Implementation Details

The source of truth for the secrets manager is the list of Secrets in the Kubernetes cluster it acts upon (typically, the seed cluster). The persisted secrets in the ShootState are only used if and only if the shoot is in the Restore phase - in this case all secrets are just synced to the seed cluster so that they can be picked up by the secrets manager.

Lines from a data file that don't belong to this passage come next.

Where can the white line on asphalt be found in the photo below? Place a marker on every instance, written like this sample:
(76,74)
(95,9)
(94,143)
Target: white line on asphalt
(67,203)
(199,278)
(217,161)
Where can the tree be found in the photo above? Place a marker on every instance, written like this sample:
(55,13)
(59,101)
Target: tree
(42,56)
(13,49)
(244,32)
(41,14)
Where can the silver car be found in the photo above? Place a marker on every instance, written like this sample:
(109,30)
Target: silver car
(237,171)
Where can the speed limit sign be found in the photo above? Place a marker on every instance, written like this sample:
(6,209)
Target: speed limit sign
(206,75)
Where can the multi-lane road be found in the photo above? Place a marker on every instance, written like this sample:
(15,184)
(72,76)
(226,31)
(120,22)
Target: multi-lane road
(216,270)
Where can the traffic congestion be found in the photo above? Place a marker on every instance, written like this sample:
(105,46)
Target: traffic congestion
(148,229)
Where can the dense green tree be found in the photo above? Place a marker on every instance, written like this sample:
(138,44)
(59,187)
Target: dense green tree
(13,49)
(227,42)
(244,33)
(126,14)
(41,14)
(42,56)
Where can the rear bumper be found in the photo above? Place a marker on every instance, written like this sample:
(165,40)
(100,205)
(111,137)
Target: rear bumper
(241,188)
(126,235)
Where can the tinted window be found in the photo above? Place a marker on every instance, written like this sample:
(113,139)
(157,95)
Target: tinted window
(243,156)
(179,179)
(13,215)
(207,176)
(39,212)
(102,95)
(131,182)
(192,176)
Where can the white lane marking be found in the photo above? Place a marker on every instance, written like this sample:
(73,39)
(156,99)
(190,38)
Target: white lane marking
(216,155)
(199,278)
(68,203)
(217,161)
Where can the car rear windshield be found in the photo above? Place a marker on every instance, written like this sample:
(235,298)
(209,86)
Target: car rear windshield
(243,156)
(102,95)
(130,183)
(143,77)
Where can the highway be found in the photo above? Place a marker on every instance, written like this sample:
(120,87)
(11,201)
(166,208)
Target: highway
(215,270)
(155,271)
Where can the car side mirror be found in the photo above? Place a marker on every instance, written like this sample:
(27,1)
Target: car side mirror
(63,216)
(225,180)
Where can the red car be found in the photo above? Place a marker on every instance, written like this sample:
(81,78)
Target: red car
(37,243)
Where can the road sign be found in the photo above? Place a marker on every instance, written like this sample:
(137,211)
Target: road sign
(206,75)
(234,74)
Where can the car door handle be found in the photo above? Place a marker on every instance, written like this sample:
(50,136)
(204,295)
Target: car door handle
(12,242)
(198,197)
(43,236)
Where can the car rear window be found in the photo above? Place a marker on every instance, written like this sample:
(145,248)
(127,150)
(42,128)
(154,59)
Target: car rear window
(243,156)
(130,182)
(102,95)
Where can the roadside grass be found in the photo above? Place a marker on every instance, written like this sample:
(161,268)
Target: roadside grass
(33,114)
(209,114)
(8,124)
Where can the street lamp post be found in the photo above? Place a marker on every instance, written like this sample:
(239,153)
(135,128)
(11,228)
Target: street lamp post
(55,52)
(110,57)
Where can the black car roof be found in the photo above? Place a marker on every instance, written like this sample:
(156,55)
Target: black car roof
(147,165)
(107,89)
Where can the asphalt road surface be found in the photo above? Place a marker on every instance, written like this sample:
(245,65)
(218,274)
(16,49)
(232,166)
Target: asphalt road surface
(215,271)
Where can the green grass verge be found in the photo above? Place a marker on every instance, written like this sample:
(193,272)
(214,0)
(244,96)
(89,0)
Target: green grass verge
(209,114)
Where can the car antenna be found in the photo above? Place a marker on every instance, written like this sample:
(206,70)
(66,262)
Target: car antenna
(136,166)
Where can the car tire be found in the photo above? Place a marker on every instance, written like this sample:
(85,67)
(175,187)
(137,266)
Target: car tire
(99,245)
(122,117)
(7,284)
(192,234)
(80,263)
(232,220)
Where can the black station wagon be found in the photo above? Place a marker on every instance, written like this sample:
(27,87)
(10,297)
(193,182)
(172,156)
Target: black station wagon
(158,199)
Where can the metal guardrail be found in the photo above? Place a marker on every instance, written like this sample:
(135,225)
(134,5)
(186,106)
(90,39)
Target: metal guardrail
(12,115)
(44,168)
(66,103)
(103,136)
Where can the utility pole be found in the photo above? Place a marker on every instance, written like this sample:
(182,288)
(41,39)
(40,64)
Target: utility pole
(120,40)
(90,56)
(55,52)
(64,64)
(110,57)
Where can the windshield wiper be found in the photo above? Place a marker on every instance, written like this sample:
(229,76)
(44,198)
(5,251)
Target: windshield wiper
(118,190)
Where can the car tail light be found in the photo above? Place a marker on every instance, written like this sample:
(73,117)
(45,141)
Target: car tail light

In order to prevent kubelets from unneeded watches (thus, causing some significant traffic against the kube-apiserver), the Secrets are marked as immutable. Consequently, they have a unique, deterministic name which is computed as follows:

  • For CA secrets, the name is just exactly the name specified in the configuration (e.g., ca). This is for backwards-compatibility and will be dropped in a future release once all components depending on the static name have been adapted.
  • For all other secrets, the name specified in the configuration is used as prefix followed by an 8-digit hash. This hash is computed out of the checksum of the secret configuration and the checksum of the certificate of the signing CA (only for certificate configurations).

In all cases, the name of the secrets is suffixed with a 5-digit hash computed out of the time when the rotation for this secret was last started.